Gadis itu memejamkan kedua matanya, kemudian memicingkan telinganya -atau lebih tepat jika disebut 'menajamkan perasaannya'- untuk bisa mendengar suara yang tengah beradu dalam benaknya...

"Kau lihat perubahan yang terjadi pada majikan kita akhir - akhir ini?" Hati mulai membuka topik pembicaraan dengan Logika.

"Tentu saja aku tahu. Karena akulah yang paling pertama menentang perubahan itu..." desah Logika kemudian.

"Aku merasa kasihan pada majikan kita... Lihatlah, pipi tembamnya itu kini berubah menjadi tirus, layaknya bayi kekurangan gizi, tak terpenuhi jumlah ASI dari ibunya. Kurasa jika kondisi ini terus dipertahankannya, pimpinan perusahaan tempatnya bekerja sekarang akan dengan sangat terpaksa memotong gajinya -karena membolos jam kerja akibat keluhan penyakit." Hati mulai gelisah.

"Memang benar, sih... dan lagi, akhir akhir ini sikapnya pun mulai berubah. Majikan kita mulai seperti raga tanpa nyawa, tubuh tanpa roh... tak lagi ada tawa ataupun ceria. hilang gairah hidup, mungkin? seperti mayat hidup saja lakunya belakangan ini..." Sarkasme dari Logika terdengar begitu tajam. Logika memang tipe yang tak bisa menyembunyikan kenyataan. dengan terpaksa, akhirnya Hati meng-iyakan pernyataan Logika barusan.

"Aku paham betul bagaimana perasaan majikan kita....." Hati mengecilkan volume suaranya. ada suaranya mendayu pilu.

"Apa yang kau tahu, ha? Harusnya majikan kita menuruti apa kataku! Inilah yang terjadi karena ia terlalu banyak mengikuti maumu! lihat, siapa yang kesusahan sekarang..." Logika melirik sinis ke arah Hati.

"Hei... apa maksudmu barusan?? Aku hanya berusaha untuk membantunya dengan sedikit petuah yang aku punya! apa salahnya, sih, kalau dia mempunyai rasa cinta pada lelaki itu?" Hati mulai tersinggung.
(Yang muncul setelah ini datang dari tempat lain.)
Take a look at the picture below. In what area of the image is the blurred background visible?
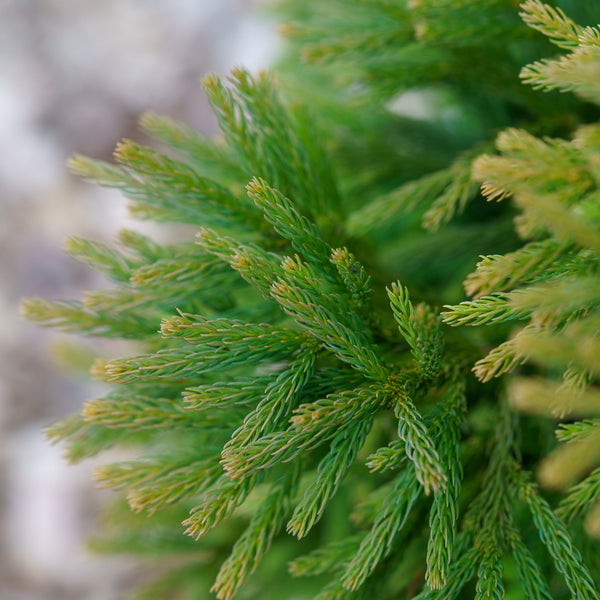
[0,0,277,600]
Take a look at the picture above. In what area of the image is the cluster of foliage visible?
[24,0,600,600]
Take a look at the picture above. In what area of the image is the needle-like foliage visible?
[23,0,600,600]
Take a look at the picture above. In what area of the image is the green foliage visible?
[23,0,600,600]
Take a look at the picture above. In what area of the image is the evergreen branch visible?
[161,313,306,355]
[346,168,454,235]
[94,454,222,515]
[556,418,600,442]
[519,0,582,50]
[117,229,170,264]
[196,227,281,298]
[183,473,262,540]
[65,237,139,283]
[422,157,479,231]
[104,314,304,383]
[271,257,388,381]
[329,248,375,316]
[507,527,552,600]
[183,375,275,412]
[519,474,600,600]
[475,546,504,600]
[508,314,600,375]
[21,298,157,339]
[203,69,337,214]
[473,129,594,203]
[44,414,134,464]
[289,534,363,577]
[140,112,246,182]
[442,292,534,327]
[246,178,331,272]
[556,468,600,523]
[425,380,466,589]
[538,431,600,489]
[519,51,600,104]
[211,471,298,600]
[69,148,260,227]
[386,283,444,379]
[515,193,600,254]
[472,325,535,383]
[287,418,372,538]
[413,534,479,600]
[393,393,447,494]
[341,469,421,591]
[222,344,319,470]
[225,386,387,479]
[464,239,573,297]
[81,390,209,431]
[365,440,406,473]
[130,250,232,295]
[508,377,600,418]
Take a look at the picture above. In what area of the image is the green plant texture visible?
[23,0,600,600]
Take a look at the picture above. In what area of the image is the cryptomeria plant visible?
[24,0,600,600]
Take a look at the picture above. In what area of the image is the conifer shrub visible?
[23,0,600,600]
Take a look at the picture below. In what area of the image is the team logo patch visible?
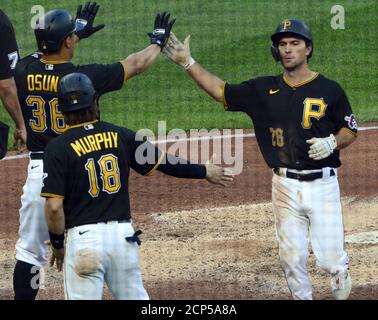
[45,64,54,71]
[344,113,358,130]
[71,95,77,104]
[84,123,94,130]
[42,172,49,187]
"Cinta... cinta.... cinta.... kau masih mau bilang kalau ini bukanlah suatu kesalahan, meskipun lelaki itu kini meninggalkannya sendiri dengan tumpukan masalah yang harus majikan kita selesaikan seorang diri?? Persetan dengan cinta.... majikan kita hanya menyakiti dirinya sendiri dengan mencintai lelaki itu..." Kalimat yang dilontarkan Logika kini lebih pedas lagi dari sebelumnya.

"Apa kau tak punya sedikitpun rasa peduli pada majikan kita? Coba sekarang kau fikirkan dan renungkan. Kalau bukan karena mencintai lelaki itu, lantas dengan siapa majikan kita akan merasa bahagia? Semenjak traumatis akibat kasus orangtuanya, majikan kita telah mati rasa, tak lagi bisa mencicip manisnya bahagia, senyumpun tak pernah ada. Menangis saja kerjanya tiap hari. Tetapi lihatlah, ketika lelaki itu datang, senyum itu berangsur - angsur pulih dari wajahnya. Apa kau tidak ikut merasa senang dengan kondisi itu?" Hati mulai memberi bukti nyata.

"Huh... apa guna bahagia yang hanya sementara jika pada akhirnya nelangsa datang juga? menurutmu, bergunakah mereka yang datang sebentar, kemudian pergi setelahnya, menjadikan majikan kita hanya sebagai persinggahan sejenak, kemudian hilang entah kemana?" Logika tak mau kalah.